Laurent Renault est professeur d’aménagement paysager à l’Ecole Du Breuil, dans le Bois de Vincennes. Il a coutume de dire à ses étudiants de regarder autrement les jardins. Aussi lui ai-je présenté Anne et Dennis et nous avons tout de suite vu l’intérêt réciproque d’une collaboration. Les dispositifs seraient expérimentés dans un jardin remarquable où les sollicitations visuelles sont innombrables, et les étudiants, ainsi que les visiteurs, pourraient enfin regarder le jardin vraiment autrement.
En outre, l’Ecole Du Breuil héberge La Licorne de la liberté de Yona Friedman et Jean-Baptiste Decavèle. Elle habite le paysage et nous invite à le regarder comme le lieu de rencontre entre la nature – le vivant non-humain – l’humain qui y travaille et la contemple. Rappelons-nous ici que l’existence de la licorne est presque scientifiquement attestée dans Alice au pays des merveilles, lorsque celle que rencontre Alice, voyant qu’elle est regardée, décide d’accepter elle aussi l’existence de la petite fille.
Il était donc amusant de pouvoir regarder la licorne avec les yeux du chat de Cheshire.
Cette rencontre s’est faite les 30 et 31 mai 2015, lors des journées portes ouvertes de l’école et nous avons décidé d’appeler cet événement L’école du regard.
Les casques de la girafe, du caméléon, du cheval, du requin marteau et bien entendu du chat carrollien furent portés par des centaines de visiteurs.
Les autres dispositifs permettaient de regarder le jardin avec un décalage temporel (On Sight) ou en inversion, ou en négatif ou en d’autres couleurs (Look Both Ways). Disséminées dans le verger et le potager les lentilles (Jardin Optique), petits pièges optiques affectaient la vision des plantes.

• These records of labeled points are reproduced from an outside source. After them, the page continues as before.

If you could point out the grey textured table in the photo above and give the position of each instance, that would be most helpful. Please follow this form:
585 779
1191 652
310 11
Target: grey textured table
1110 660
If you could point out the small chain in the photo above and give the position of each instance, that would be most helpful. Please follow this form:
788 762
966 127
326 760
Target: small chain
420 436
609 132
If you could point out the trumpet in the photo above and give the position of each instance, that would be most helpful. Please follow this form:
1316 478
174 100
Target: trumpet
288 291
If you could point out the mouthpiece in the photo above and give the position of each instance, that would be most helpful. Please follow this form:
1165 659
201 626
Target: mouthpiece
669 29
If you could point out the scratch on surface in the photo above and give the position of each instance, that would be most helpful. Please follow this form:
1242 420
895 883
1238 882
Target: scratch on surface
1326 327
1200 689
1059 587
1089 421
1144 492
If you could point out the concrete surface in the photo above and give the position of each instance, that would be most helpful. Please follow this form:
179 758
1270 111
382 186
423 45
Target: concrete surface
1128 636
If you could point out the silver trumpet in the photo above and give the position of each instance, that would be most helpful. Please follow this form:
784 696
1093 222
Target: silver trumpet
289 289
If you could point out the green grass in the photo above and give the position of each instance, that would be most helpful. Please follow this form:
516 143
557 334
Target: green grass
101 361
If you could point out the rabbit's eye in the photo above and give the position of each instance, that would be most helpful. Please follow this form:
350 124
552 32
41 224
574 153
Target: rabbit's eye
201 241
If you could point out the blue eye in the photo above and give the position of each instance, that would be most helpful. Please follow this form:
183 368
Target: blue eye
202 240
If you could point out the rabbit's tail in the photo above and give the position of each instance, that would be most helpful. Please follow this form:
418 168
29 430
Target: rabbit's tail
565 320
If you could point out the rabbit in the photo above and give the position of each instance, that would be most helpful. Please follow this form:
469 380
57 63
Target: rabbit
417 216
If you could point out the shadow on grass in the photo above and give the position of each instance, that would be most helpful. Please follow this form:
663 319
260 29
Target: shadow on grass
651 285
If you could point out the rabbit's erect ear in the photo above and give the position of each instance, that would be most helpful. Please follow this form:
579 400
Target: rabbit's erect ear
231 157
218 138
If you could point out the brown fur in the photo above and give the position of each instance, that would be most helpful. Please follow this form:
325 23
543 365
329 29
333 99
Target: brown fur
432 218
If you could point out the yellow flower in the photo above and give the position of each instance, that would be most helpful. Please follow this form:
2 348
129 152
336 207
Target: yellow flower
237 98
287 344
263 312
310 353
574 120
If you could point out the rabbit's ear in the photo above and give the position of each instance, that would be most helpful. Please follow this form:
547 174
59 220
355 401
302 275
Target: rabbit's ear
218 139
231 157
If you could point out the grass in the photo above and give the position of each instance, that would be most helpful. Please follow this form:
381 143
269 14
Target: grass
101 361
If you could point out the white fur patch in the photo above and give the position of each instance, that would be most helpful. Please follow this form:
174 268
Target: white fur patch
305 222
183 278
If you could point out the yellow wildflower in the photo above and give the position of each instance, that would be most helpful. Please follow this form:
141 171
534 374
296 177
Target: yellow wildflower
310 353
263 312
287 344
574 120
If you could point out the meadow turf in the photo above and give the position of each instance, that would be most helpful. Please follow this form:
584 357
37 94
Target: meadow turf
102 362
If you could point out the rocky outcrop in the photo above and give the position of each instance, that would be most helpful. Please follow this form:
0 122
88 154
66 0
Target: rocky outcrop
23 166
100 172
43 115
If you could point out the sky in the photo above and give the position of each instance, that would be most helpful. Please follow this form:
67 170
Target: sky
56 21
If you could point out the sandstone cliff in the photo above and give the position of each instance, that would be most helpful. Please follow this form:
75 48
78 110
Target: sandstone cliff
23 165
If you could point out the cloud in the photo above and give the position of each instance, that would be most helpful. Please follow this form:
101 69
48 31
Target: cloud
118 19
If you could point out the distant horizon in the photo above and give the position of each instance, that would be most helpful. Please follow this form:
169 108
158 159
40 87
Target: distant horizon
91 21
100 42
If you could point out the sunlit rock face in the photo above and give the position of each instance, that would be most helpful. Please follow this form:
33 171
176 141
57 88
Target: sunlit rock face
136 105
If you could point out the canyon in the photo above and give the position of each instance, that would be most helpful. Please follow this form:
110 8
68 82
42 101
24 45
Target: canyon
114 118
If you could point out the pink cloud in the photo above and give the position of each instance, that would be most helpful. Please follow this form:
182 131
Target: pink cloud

L’expérience était festive mais sérieuse, comme il se doit dans une école. Elle a été un moment d’échange et de plaisir comme les aiment Anne Cleary et Denis Connolly, et c’est dans cette atmosphère que leur travail peut le mieux s’installer dans les cœurs et dans les têtes. C’est donc avec grand plaisir que je les vois prendre désormais le nom de The school of looking (and listening, if I refer to some projects…), mais aussi avec la certitude que ce nom est exactement celui qu’il leur faut.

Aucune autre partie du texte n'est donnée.